The 9 Most Fun Adventure Lodges in North America

Outside Online (April 23, 2024) by Graham Averill

Base camp might be my favorite two words in the English language. Base camp is where you stage the next excursion, or refuel with a bowl of stew, or a beer. You rest and recover there. If you’re lucky, you can slip into a hot tub or cold spring, because base camps don’t always have to be a tent or in the back of your truck. Sometimes, base camp can be a lodge with soft sheets and a chef.

I’ve gathered a handful of my personal favorite adventure lodges and picked a few more destination hotels and chalets on my bucket list. Some of them are high-end and  worthy of a splurge, while others are downright affordable.
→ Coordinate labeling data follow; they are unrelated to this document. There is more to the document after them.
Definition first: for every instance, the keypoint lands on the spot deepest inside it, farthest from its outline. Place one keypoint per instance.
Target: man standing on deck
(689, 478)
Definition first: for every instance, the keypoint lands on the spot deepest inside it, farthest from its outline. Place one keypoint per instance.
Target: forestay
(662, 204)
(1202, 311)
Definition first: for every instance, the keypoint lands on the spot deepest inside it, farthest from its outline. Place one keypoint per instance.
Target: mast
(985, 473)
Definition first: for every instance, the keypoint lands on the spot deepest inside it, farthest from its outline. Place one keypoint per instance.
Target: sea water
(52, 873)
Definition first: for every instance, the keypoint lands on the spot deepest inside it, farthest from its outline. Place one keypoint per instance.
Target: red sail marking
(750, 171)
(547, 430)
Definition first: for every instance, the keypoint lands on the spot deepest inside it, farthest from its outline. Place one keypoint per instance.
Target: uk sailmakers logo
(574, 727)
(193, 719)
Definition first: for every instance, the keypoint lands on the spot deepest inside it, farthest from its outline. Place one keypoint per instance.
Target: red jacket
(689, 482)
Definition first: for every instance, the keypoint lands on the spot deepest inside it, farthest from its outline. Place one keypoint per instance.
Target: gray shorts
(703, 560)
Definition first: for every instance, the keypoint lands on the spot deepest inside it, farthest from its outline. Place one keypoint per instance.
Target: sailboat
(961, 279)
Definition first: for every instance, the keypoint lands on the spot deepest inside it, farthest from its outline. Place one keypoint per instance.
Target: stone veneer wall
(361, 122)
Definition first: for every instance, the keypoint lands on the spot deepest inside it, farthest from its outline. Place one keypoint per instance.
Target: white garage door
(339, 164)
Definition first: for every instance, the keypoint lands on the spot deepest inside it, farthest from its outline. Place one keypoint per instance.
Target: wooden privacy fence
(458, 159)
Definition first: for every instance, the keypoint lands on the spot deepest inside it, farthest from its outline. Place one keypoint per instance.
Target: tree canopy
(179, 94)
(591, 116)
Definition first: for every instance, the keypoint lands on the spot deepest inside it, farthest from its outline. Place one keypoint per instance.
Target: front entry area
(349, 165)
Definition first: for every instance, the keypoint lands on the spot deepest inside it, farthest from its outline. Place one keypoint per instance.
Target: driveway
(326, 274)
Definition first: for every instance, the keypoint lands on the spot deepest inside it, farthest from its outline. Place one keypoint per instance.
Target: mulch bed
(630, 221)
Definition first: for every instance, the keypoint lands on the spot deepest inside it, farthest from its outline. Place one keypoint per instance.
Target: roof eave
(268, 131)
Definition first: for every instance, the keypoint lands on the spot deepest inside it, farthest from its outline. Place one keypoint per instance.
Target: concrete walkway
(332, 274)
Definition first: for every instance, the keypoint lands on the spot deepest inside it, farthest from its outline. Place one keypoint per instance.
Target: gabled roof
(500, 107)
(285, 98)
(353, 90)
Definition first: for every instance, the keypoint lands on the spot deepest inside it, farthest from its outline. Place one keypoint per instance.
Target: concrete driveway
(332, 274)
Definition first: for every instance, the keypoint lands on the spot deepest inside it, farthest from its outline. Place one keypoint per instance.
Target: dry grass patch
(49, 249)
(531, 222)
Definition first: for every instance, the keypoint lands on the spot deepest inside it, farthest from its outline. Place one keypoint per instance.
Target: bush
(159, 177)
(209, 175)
All of them are chosen specifically for their locations and adventures they offer, putting visitors within reach of dramatic landscapes while providing gear, know-how, and sometimes in-house guides. Because occasionally it’s nice not to have to plan everything yourself.

The Gravel House Hotel, Patagonia, Arizona

You may not have heard of Patagonia, Arizona, a tiny town of 800-ish sitting at the base of the Patagonia Mountains, near the Mexico border. Much of the surrounding land is protected by the Coronado National Forest, which houses a chunk of the 700-mile Arizona Trail, while a lifetime of gravel rides begin and end in the two-block downtown.

The Gravel House is a collection of homes and a small hotel with nine rooms and a communal kitchen, all in the heart of town. The hotel is owned by cycling guide and chef Zander Ault, who you can hire to whip up regional delicacies like green chile stew and carne asada tacos. He and his team can also lead you on day rides through plains of shimmering grass flanked by the 7,000-foot Patagonias, which were capped with snow when I was there last spring. I loved the riding, which had me pedaling firm gravel through narrow canyons to historic ruins and across broad grasslands to the Mexican border before returning to town for a cold beer.

The Adventure: You can hike or mountain bike a slice of the Arizona Trail, but the gravel is the magic here. I’ve stayed at The Gravel House, spending three days exploring the lonely roads of the area, and want to return to it and the landscape. Elevation gain is moderate, so you can cover a lot of ground exploring canyons and prairies that butt up against the border with Mexico, just 18 miles away. Check out the 30-mile Alto Ghost Town ride, which climbs to the ruins of a mining camp from 1933.